In a somewhat similar plan, Blackwell plans to have funding follow the student rather than go directly to the schools.

“Why is the university offering housing?” Scott asked. “Why not leave that to the private sector? It’s a good way to shed some costs.”

Health Care

There are 3 million uninsured Ohioans, Scott said. Blackwell’s “Buckeye Health Plan” would provide coverage individually, through an employer or through the state.

Strickland is looking at other states and their health care systems to see which could be adapted to Ohio.

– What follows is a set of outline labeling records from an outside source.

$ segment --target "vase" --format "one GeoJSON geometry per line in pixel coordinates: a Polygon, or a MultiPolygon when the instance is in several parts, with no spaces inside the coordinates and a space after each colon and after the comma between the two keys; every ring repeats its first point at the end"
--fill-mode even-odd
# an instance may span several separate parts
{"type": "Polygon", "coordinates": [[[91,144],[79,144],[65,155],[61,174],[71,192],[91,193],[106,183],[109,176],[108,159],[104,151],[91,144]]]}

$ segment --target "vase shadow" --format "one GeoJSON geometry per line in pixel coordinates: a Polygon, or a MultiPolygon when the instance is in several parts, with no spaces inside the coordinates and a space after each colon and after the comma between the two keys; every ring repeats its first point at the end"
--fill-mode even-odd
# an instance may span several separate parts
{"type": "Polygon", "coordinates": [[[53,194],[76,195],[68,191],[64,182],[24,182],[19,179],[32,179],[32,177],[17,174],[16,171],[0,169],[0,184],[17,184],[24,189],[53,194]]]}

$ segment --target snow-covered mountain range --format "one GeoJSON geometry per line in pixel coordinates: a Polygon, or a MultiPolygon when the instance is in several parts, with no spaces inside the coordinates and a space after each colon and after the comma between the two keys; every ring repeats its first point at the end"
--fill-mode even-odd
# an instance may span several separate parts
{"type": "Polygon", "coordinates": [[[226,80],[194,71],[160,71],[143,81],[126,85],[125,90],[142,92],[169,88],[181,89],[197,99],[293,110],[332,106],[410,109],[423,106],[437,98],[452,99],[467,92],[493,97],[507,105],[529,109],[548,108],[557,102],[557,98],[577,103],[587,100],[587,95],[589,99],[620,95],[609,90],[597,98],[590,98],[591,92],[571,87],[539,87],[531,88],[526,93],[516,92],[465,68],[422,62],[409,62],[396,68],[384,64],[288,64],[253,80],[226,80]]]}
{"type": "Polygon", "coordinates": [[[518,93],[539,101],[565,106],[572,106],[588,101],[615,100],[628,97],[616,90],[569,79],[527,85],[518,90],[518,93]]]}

He said a federal Medicaid waiver would increase flexibility within the system.

Contact public affairs reporter Bryan Wroten at [email protected].

Governor of Ohio

Name: Ken Blackwell

Party: Republican

Age: 58

Residence: Cincinnati

Running Mate: Tom Raga

Political Experience: Mayor of Cincinnati (1979-1980), undersecretary in the Department of Housing and Urban Development for George H.W. Bush administration (1989-1990), Ohio State Treasurer (1994-1998), Secretary of State (1999-present)

Quote: (In reference to Ohio’s regulatory policies) “We’ve put too many obstacles in the way, and we must cut our taxes.”

Name: Ted Strickland

Party: Democrat

Age: 65

Residence: Lucasville

Running Mate: Lee Fisher

Political Experience: U.S. Representative (1992-1994), U.S. Representative (1996-present)

Quote: “I think we’ve had a political leadership that has absolutely been asleep at the wheel for the past decade and a half.”

Name: Bob Fitrakis

Party: Green

Age: 50

Residence: Columbus

Running Mate: Anita Rios

Political Experience: None

Quote: In reference to the relationship between the job market and education, Fitrakis said, “Nobody will move into areas with an unskilled workforce.”

Name: Bill Peirce

Party: Libertarian

Age: 67

Residence: Cleveland

Running Mate: Mark Noble

Political Experience: None

Quote: “If I could get half the votes of the disaffected and the cynical, I’d win by a landslide.”